Près des deux tiers de ces macronistes attendent des réformes profondes. Ils exigent un projet de renouvellement, pas une gestion de l'héritage. Deuxième profil, les tentés par la droite. 27% mais pas seulement par la droite classique. Ces ex-macronistes plus jeunes, plus masculins que les héritiers, sont beaucoup plus conservateurs sur les questions identitaires. 70% jugent qu'il y a trop d'immigrés. Se sont nettement droitisés au point de se laisser séduire par l'extrême droite. Si Édouard Philippe reste leur première satisfaction en cas de victoire, 54%, l'ancien Premier ministre est talonné par Jordan Bardella, 49%. Pour cela, la droite radicale n'est plus une frontière.
Une majorité d'entre eux voudrait même voir reconquête le parti d'Éric Zemmour, participer à une primaire de la droite et du centre. Troisième groupe, les tentés par la gauche, 23%. Leur rupture avec le macronisme est d'ordre économique et environnemental. Ils glissent vers le PS et Raphaël Glucksmann. Mais Édouard Philippe suit de près, ce qui veut dire que le maire du Havre demeure une figure acceptable pour ce segment-là, qui est aussi celui des quatre le plus attachés à l'idée de compromis. Dernière famille, celle des désabusés. Environ 15% de l'électorat Macron 2022. La moitié d'entre eux est insatisfait du bilan présidentiel.

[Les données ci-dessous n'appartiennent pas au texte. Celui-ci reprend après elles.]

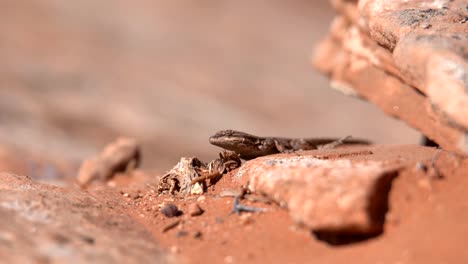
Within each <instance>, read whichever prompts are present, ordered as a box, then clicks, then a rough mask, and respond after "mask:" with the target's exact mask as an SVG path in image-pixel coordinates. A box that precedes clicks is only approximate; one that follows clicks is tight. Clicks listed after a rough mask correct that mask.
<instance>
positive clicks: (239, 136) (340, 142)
mask: <svg viewBox="0 0 468 264" xmlns="http://www.w3.org/2000/svg"><path fill="white" fill-rule="evenodd" d="M349 138H350V137H349V136H348V137H344V138H340V139H338V138H282V137H258V136H254V135H250V134H247V133H244V132H240V131H235V130H222V131H219V132H218V133H216V134H214V135H213V136H211V137H210V143H211V144H213V145H215V146H218V147H221V148H224V149H227V150H231V151H234V152H236V153H237V154H239V155H240V157H241V158H242V159H246V160H248V159H254V158H257V157H260V156H266V155H271V154H276V153H285V152H292V151H298V150H312V149H318V148H335V147H337V146H338V145H342V144H369V142H368V141H365V140H348V139H349Z"/></svg>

90% estiment que les responsables politiques ne se préoccupent pas des gens comme eux. Leur retrait n'est pas idéologique. C'est une fatigue démocratique préoccupée par les sujets du quotidien. Pouvoir d'achat, santé, emploi. Ils ne sont aujourd'hui séduits par personne et tendent vers l'abstention. Et conclusion Patrick ? Emmanuel Macron va laisser en jachère un espace politique en plein chambardement, avec un bloc central qui a fondu, qui ne représente plus qu'un tiers de son ancien électorat. Les candidats néo-macronistes, appelons-les ainsi, Philippe et Attal, ne peuvent pas gagner sur le seul registre du rejet des extrêmes. Ils ont tout à inventer. Merci Patrick Cohen.